From asking questions to running the strategy
I've been watching this play out, and I've started to see a pattern in how FP&A professionals are evolving with AI. It breaks into four phases.
The Question Asker: You're exploring AI. You ask about accounting rules, reporting logic, and tax questions. Maybe you send in a spreadsheet to analyze. You get decent answers back. The problem is that if you can ask these questions, so can anyone else.
Next step: Go from asking to building. Dream up a tool. Keep pushing until you hit the limit of what AI can produce for you.
The Vibe Coder: Now you're building. Python scripts, automated reports, quick models. It feels like a superpower. But most of what you create is one-off. It works for you, nobody else uses it, and it usually gets abandoned. This is the phase where compounding curiosity kicks in. You try one thing, and it plants a seed. That energy is the engine of this phase, but it's also the trap.
Next step: Get someone else to actually run your tool. Pitch it to your manager. If nobody else touches it, it's still a prototype.
The Builder: This is where the mindset shifts. You stop solving individual problems and start designing systems. Instead of building a report, you build a reporting layer. Instead of pulling data, you connect systems. You become what I'd call a decision architect for the rest of the org. Your work becomes scalable, repeatable, and usable by others.
Next step: Work with someone else to build it. Institute this org-wide. Handle the objections.
The Orchestrator: You're not building everything yourself anymore. You're deciding what should be built, what shouldn't, and how it all fits together. You manage small build teams while spending most of your effort on analysis and strategy.
The skill that matters most now is judgment
The key to reaching Phase 4 is developing a sense for what makes a good use case.
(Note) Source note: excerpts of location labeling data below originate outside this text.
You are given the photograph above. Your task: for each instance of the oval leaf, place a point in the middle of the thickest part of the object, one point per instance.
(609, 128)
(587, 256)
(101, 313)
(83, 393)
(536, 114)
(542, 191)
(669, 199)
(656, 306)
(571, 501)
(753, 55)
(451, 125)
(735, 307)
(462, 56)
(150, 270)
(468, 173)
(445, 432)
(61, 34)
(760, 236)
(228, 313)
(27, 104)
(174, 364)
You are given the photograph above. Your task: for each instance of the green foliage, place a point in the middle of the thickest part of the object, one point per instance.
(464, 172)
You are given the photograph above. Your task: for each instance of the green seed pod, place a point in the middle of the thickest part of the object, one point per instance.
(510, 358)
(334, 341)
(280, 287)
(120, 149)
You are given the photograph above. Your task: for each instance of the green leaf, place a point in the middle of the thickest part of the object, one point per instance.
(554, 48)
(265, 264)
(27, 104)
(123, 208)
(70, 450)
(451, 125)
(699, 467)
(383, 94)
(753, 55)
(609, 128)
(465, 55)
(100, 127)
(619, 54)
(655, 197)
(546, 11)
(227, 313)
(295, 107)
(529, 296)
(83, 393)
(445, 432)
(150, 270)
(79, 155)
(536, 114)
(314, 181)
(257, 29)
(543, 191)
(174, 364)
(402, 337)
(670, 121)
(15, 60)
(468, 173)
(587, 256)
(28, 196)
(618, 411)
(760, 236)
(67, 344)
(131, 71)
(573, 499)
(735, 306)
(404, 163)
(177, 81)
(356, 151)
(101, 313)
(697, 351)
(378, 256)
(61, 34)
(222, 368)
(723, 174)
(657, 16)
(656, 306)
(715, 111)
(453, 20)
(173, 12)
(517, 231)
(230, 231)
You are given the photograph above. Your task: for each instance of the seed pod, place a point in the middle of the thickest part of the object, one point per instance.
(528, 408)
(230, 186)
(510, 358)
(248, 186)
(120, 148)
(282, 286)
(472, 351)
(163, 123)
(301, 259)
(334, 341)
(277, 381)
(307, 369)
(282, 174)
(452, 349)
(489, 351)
The capability to build is now essentially infinite. The discipline is knowing when to stop.
Worth building
Deterministic reports that live in your data warehouse and that everyone across the business can access.
Connecting data sources through APIs, where you used to pay implementers $50k per connection.
Automating variance analysis that flags anomalies across hundreds of line items before your team even opens the close package.
Not worth the risk
Rebuilding an entire A/P system. I learned this one personally.
Vibe-coding your planning process. An LLM doesn't carry your model logic, version history, or assumptions. The output sounds convincing but isn't safe to act on.
Custom internal apps with security implications. Networking is networking, and trusting a vibe-coded solution to handle that is a different kind of risk entirely.
Behind mountains, there are more mountains
My advice for where to start: pick one decision. Not the annual plan. Something micro. Forecasting next quarter's AWS bill. Figuring out how long it takes an enterprise rep to ramp up in a specific geography.
The mountain range is overwhelming. The hill in front of you isn't. One small problem solved well will inform the bigger ones, and that's how you start to change how you work.
The gap between the teams pulling ahead and the ones that aren't isn't linear. It's compounding. Every month you wait, the catch-up gets harder. But the starting point is smaller than you think.